Apart from translating language, some additional adjustments may be needed to make your text appropriate for a new country. This type of culture adaptation of a text is called "localization." Here are some points to look out for:

  • Weights and measurements.
  • Currencies and prices. And if you are using the symbol $, be sure that it is clear whether this refers to U.S. dollars, Mexican pesos, or another currency.
  • Number format. For example, in the U.S. and Mexico, the thousands place is marked with a comma; in Spain and Argentina, it is marked with a point.
  • Date format. In the U.S., it is normally month-day-year; in many countries including Spain, it is day-month-year.
  • Seasons. Depending on the hemisphere, certain months may be summer or winter.
  • Holidays, national events, customs. Thanksgiving is celebrated on one day in the U.S., on another in Canada, and not at all most other countries. May Day is not normally celebrated in the U.S., but is in Spain. Mother's Day and Father's Day are celebrated in many countries, but not always on the same date.
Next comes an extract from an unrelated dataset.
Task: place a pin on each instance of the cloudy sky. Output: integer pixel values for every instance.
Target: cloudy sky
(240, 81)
  • Working hours, meal-times, the academic calendar, vacation times. For example, in the U.S., the evening meal is often eaten as early as 5:00 p.m., while in Spain, most restaurants do not open for dinner until after 9:00 at night.
  • References to local cultures, races, ethnic groups, religions.
  • References to local places, brands, products, political parties.
  • Typeset conventions. For example, in Spanish, a question begins with an upside-down question mark, while in English, this symbol does not exist.

If your translation will be used in multiple countries that speak the same language -- for example, Spain, Argentina, and Mexico -- you may want to create a separate localized version for each country.